A reforma política entrou na pauta do Congresso Nacional na década de 80 do século passado e nela permanece até hoje. Duas questões envolvem esse tema. O primeiro é delimitar o que se entende por reforma política e quais as razões que nos levam a confundi-la com uma reforma eleitoral. O segundo é o que justifica uma reforma, seja política, seja eleitoral.


A última reforma eleitoral no país ocorreu na década de 1990 e abrangeu três mudanças: 1) uma nova lei de inelegibilidade (lei complementar nº 64, de 18/5/90); 2) uma nova lei dos partidos políticos (lei nº 9.096, de 19/9/ 95, alterada pela lei nº 9.259, de 9/1/ 96); 3) a denominada lei das eleições (lei nº 9.504 de 30/9/97).


Verifica-se que o âmbito das reformas eleitorais cinge-se a três aspectos do mesmo tempo: a) as eleições, b) os partidos políticos; c) as inelegibilidades. Esses três aspectos decorrem do nosso direito constitucional legislado. Por isso, as propostas de mudanças que a eles dizem respeito são, inquestionavelmente, consideradas reformas eleitorais.


Ao contrário das eleitorais, as reformas políticas incluem aspectos mais amplos que extrapolam o que se refere apenas aos sistemas eleitorais e aos sistemas partidários. Compreendem o sistema político, que inclui: a) as formas de Estado -unitário, federado ou misto; b) as formas de governo -presidencialista, parlamentarista ou misto; c) a esfera de competências dos integrantes do sistema político -União, Estados, Distrito Federal e municípios- e a esfera de atuação dos três Poderes.


Quando e por que a reforma dos sistemas se torna inevitável? A constatação empírica é que os sistemas tendem a ser reformados quando já não cumprem os fins para os quais foram instituídos. Em outras palavras, quando o desgaste por eles sofrido exige a mudança do paradigma em vigor.
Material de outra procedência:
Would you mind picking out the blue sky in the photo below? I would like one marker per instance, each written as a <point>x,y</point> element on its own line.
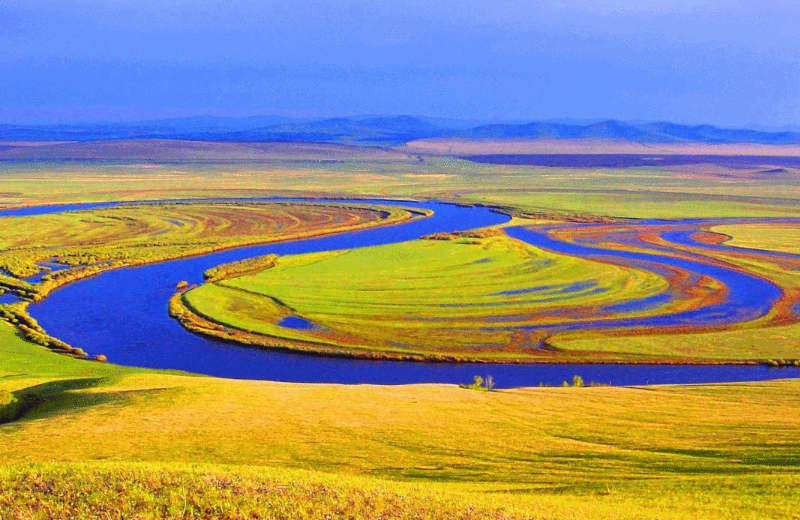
<point>728,63</point>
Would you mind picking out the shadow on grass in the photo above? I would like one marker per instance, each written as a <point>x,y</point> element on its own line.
<point>53,398</point>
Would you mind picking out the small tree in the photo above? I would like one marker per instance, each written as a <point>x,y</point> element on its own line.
<point>6,397</point>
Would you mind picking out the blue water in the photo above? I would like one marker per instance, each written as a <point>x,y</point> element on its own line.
<point>122,314</point>
<point>749,297</point>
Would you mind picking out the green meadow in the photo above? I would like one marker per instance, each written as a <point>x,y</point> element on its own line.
<point>423,297</point>
<point>86,439</point>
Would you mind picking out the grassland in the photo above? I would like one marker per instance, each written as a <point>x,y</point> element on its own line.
<point>92,240</point>
<point>433,298</point>
<point>90,439</point>
<point>485,296</point>
<point>96,439</point>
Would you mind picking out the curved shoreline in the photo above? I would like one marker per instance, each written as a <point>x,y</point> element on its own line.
<point>125,337</point>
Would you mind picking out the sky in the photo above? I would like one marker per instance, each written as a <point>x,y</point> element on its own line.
<point>727,63</point>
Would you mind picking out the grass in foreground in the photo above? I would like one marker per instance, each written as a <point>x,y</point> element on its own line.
<point>115,439</point>
<point>423,297</point>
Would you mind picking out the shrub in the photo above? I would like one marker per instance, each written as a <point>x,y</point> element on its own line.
<point>6,398</point>
<point>9,406</point>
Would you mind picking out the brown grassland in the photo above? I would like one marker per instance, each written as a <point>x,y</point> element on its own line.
<point>83,439</point>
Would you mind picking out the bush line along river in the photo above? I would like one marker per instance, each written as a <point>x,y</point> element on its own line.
<point>122,314</point>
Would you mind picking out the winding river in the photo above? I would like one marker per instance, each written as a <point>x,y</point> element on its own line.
<point>122,314</point>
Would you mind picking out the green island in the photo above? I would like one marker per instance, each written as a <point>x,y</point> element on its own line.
<point>89,439</point>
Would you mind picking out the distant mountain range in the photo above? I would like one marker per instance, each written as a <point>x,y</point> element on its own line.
<point>390,130</point>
Todo sistema é composto de elementos condicionantes e elementos condicionados, pois é esse requisito o que caracteriza todo o processo. Ao mudar um sistema, temos que definir previamente os elementos que o compõem. Só assim será possível buscar consenso quanto às alternativas viáveis. Em outras palavras, é mais importante a funcionalidade deles do que sua simples morfologia, já que todo sistema é integrado por vários elementos que conduzem a determinados fins.


Nos sistemas políticos democráticos, temos duas vigas fundamentais: os sistemas eleitorais e os sistemas partidários. E o que ocorre com os sistemas partidários são resultados provocados pelos sistemas eleitorais.
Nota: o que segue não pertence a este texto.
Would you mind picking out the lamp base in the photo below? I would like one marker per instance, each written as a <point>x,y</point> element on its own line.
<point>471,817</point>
Os sistemas eleitorais admitem apenas três alternativas: 1) majoritários; 2) proporcionais; 3) mistos. Note-se, ainda, que, nas maiores democracias do mundo ocidental, 58% adotam eleições majoritárias (voto distrital), 21%, sistemas proporcionais, e 21%, sistemas mistos.


Os sistemas partidários, por sua vez, em relação à sua dimensão, admitem quatro e apenas quatro modalidades, em razão do sistema eleitoral em vigor: 1) de lista fechada; 2) de lista aberta; 3) de lista flexível; 4) de lista livre.
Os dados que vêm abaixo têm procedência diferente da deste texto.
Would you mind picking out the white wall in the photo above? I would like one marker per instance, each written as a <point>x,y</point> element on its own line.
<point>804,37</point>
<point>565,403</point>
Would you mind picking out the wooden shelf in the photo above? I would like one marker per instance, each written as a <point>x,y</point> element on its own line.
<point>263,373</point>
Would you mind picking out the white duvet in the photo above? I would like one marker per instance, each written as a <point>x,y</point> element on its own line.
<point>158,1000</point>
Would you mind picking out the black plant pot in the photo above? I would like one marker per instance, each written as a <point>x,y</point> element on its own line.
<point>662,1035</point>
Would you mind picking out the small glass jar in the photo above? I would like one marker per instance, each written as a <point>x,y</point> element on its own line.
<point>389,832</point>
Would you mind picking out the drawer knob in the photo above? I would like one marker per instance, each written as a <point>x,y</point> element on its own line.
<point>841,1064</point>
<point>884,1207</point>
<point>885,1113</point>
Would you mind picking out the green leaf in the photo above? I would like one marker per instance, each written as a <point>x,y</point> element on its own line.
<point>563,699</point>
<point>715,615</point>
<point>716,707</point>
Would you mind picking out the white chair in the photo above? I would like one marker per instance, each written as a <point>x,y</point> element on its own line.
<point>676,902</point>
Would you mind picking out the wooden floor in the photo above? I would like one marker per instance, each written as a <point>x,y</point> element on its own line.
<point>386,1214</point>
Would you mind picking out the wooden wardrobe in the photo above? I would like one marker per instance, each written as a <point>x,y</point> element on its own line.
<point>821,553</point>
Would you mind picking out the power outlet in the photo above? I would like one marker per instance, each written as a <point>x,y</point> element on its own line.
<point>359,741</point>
Tanto quanto sua dimensão, outro aspecto considerado em relação aos sistemas partidários é sua contenção ou proliferação. O recurso da contenção é a cláusula de barreira ou de desempenho, utilizada em 44 países democráticos.


Qualquer reforma eleitoral no Brasil só se materializará na medida em que o consenso for previamente acordado pelos partidos que constituem a maioria das duas Casas do Congresso, entre suas variáveis e suas respectivas modalidades.


Pretender misturar sistemas eleitorais, sistemas partidários e formas de contenção ou de proliferação partidária resultará sempre, como até agora, no impasse final que tem impedido qualquer mudança.


Da mesma forma, num país com as dimensões do Brasil, sua diversidade e seu pluralismo, não é possível misturar em "pacotes" medidas complementares dicotômicas, como se fosse possível conter em apenas duas alternativas modalidades divergentes.


Além de antidemocráticas, elas podem resultar em camisas de força. É o caso, por exemplo, de impor financiamento público ou financiamento privado para viabilizar as eleições no segundo maior eleitorado do mundo ocidental. A alternativa é que os partidos políticos possam, como nos Estados Unidos, escolher livremente o sistema que preferem: ou o público que exclui o privado, ou o privado que exclui o público.